Then I hear something. I know exactly what it is and I know Corey’s going to be pissed if I shoot this thing. Then the bull steps out. I see he could possibly be the largest of the bulls taken that week and I decide to shoot. Perfect shot! He only went about 30 yards and it was over. Then the real work begins. I went back to camp and it didn’t go as I would have planned it to go when I shot moose. A lot of stress, frustration and no excitement, but I didn’t care I was still excited. At that point I knew I would be able to handle whatever came my way. If I had to stay 1 more night in the woods … Are you kidding? No problem. I actually wanted 5 more nights. Corey helped Dennis and I come along the moose out of the marsh and to dry land and then him and Laura left. Dennis and I spent the rest of the day working on skinning and cutting up the meat and guess what’s… We got it done! We cut it up, I packed it out and cleaned up the rest of camp and still made it down river by 7pm, record time. Thank you Dennis for all your help! We did it my friend! Thank God I have meat and I look forward to sharing with all my friends and family back home!
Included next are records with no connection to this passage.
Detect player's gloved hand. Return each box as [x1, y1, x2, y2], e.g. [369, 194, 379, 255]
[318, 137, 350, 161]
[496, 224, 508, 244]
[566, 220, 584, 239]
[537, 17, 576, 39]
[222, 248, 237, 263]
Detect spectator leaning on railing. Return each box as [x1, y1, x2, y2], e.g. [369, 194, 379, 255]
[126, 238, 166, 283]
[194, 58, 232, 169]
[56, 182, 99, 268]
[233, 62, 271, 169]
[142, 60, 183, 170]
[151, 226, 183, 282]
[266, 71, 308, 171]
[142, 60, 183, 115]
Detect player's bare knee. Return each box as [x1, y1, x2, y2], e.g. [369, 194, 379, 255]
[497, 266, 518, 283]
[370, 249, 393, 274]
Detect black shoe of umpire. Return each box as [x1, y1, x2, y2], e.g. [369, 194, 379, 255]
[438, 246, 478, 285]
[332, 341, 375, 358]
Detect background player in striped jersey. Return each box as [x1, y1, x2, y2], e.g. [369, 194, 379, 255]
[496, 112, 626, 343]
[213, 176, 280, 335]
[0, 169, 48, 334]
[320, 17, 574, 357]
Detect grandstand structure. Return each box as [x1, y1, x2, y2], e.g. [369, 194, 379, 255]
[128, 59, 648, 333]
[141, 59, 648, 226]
I’m now in Butte Montana as I finish this post. The meats been cut up, boxed, froze, heads boiled and cleaned and its coming to an end. As I sit here. I know it all came together as it should’ve. My grandfather who’s a WWII vet who stormed Normandy beach in France is on his last breath. He’s literally dying and my biggest fear during my Alaska experience was that something would happen to one of my grandfathers and I couldn’t be there. Here’s a leaf literally holding on as long as he can while to winds and winter season draws near. He fights a good fight, avoiding the final dance as long as possible. Hang in there Gpa. It’s not your time…
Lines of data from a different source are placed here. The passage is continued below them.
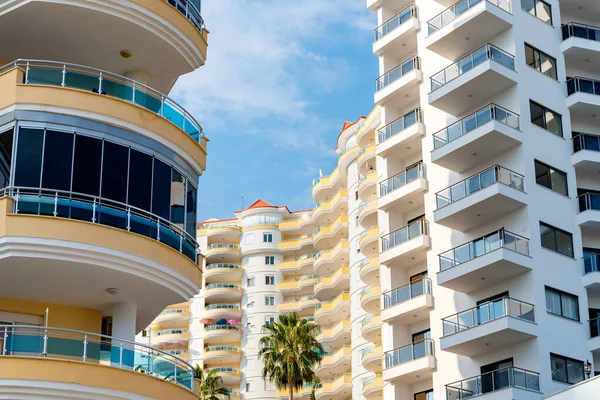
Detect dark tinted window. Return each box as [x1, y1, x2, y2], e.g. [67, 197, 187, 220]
[101, 141, 129, 203]
[42, 130, 75, 191]
[128, 149, 152, 211]
[15, 128, 44, 187]
[152, 158, 171, 221]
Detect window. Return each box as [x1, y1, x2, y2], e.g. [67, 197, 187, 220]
[529, 100, 562, 137]
[521, 0, 552, 25]
[534, 160, 569, 196]
[525, 43, 558, 80]
[550, 353, 585, 383]
[546, 286, 579, 321]
[540, 222, 573, 257]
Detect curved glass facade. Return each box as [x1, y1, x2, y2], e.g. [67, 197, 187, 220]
[0, 126, 197, 260]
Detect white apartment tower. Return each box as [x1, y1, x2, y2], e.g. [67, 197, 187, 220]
[370, 0, 600, 400]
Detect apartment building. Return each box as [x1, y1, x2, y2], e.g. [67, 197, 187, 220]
[0, 0, 208, 400]
[370, 0, 600, 400]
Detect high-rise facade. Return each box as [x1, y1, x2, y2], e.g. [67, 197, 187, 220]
[0, 0, 208, 400]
I learned a lot during my Alaska Experience. Hard to write it all down. I do know it’s not about fearing or worrying how it all turns out. It’s not about looking back at what you would do or not do differently. It’s not the memories that you can’t change. It’s THE experience. The now. Don’t feel regret when you can’t change the past. Enjoy the smells, the colors, the sounds, the cool breeze and taste the flavor of Mother Nature in her still beauty. Enjoy THIS moment. There will be times when guilt, frustrations, stress or whatever soaks inside. Please don’t let those feeling linger. What a waste of a moment. Let it go and soak up THIS moment you’re in right now.
I look forward to seeing the young leaves when I return home. I love my nieces and nephews beyond words. One day when they look back they’ll remember who I was in THIS moment. It’s time to put being tired away. It’s time to put “I don’t want to” away and it’s time to BE in the now. Be present. Turn the phone off and look into a set of eyes and without a word spoken say I love you. It’s time to laugh, time to smile, time to live. For one day we all dance our last dance. Our season comes to an end and a new season begins. Dare to dance, dare to live and dare to love. You only get one shot at this life. Make the most of it, not just for yourself, for others.
Go Dance in the wind… and Dance often. One day there will be no more dancing…
“As I grow older, good memories seem to return with greater frequency. Sometimes the sound of a crackling fire or the smell of wood smoke brings sudden recall and I’m transported back to the Alaska I love.”